I don't know whether to send him an email to explain that he needs to help me understand etc., or whether I should wait and see what happens. Any advice is gratefully received.
 
Flo - it's painful, and you're allowed to feel hurt and confused by everything, but he's not ready obviously. His emotions are all over the place, so stability just isn't there - yet. You can send him that email if you want to get it all out of your system, but don't be surprised if he doesn't respond to it. You need to decide if you're going to put your life on hold and wait for him, or move on regardless of the pain. Go with what's inside you, not what you read on here from all of us.
 
he told me he has never loved anyone the way he loves me and I am everything he has ever wanted in a woman.

Ugh, I've heard that one before, Flo, and then I got the old "I just can't be in a serious relationship right now." I am completely sympathetic, I can't even say "I can't imagine how you're feeling," but God do I know all too well.
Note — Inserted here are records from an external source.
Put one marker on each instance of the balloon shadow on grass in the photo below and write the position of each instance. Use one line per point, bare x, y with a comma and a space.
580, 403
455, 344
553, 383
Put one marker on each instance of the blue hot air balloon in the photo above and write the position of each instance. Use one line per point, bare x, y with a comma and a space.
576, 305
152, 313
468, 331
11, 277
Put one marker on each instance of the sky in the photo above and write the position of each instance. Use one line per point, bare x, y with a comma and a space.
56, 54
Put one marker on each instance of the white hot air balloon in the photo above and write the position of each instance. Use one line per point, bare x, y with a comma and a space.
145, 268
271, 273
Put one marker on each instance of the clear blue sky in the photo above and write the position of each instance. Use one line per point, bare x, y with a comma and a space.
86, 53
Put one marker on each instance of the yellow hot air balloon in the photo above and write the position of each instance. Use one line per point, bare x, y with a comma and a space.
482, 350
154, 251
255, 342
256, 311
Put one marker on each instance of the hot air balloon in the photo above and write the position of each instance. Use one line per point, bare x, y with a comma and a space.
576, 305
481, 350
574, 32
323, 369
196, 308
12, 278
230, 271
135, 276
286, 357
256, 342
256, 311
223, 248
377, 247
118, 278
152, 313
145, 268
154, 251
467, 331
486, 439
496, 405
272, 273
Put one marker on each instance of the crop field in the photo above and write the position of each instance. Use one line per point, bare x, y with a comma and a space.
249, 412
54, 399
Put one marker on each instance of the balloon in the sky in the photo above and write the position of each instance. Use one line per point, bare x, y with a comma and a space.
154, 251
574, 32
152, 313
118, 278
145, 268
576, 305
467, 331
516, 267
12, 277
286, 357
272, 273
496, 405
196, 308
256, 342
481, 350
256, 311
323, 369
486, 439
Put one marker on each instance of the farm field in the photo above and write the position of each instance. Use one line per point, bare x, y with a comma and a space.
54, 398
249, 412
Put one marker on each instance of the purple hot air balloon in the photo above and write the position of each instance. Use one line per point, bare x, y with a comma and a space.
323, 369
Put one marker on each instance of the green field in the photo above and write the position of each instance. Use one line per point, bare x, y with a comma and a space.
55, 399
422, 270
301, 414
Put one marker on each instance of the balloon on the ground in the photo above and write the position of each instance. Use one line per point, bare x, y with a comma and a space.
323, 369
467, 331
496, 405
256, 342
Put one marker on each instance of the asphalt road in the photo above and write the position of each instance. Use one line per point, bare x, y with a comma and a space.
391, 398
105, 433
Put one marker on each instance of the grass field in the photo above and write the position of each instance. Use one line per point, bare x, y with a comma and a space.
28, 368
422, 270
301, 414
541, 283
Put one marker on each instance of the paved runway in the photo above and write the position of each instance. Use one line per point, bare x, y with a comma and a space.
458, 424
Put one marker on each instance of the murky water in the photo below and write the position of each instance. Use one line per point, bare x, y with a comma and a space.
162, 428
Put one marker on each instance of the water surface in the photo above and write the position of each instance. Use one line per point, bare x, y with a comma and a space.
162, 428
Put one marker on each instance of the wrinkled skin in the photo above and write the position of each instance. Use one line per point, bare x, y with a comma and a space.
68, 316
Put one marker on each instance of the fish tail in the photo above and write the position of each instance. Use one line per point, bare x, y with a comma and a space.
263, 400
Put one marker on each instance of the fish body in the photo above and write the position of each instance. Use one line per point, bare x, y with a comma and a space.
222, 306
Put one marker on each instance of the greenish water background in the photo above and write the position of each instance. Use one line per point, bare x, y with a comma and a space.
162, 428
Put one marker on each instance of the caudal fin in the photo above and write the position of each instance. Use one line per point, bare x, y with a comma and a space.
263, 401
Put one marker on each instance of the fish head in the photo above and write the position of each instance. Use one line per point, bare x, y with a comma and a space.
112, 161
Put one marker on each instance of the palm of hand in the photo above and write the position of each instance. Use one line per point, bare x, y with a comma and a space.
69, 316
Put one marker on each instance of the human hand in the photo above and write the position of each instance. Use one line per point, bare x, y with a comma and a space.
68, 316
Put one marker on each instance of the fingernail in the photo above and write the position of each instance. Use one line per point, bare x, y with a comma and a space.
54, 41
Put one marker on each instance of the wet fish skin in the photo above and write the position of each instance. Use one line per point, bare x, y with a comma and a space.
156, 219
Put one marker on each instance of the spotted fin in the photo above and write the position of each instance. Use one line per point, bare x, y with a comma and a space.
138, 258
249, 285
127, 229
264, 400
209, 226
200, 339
Its frustration, confusion... ((flo))

But I agree with Army, if you feel like you need to email him, go for it, but I would go into it assuming you won't hear back from him immediately, if at all.
 
It's funny, isn't it, how something you think is someone's funny personality turns out to be nearly a cookie cutter presentation of an illness? Stuff that Sgt feels alone in the world about, my husband (graduated with a degree in Psych and was a social worker for a while) will ask me casually about; 'Oh, does he do this, does he do that? Yup. That's the PTSD talking.' It's so weird.
 
Army - I shouldnt have laughed at that, but it's true. We've all gotten it. :roflmao:

Ex used to call me the love of his life, there was nothing that could stop him from loving me, he was with the woman he wanted to be with blahblahblah. I believe, at that moment, they truly mean it. Or at least... I hope they do... hah. But maybe there's some kind of disconnect between brain and heart? I have no idea.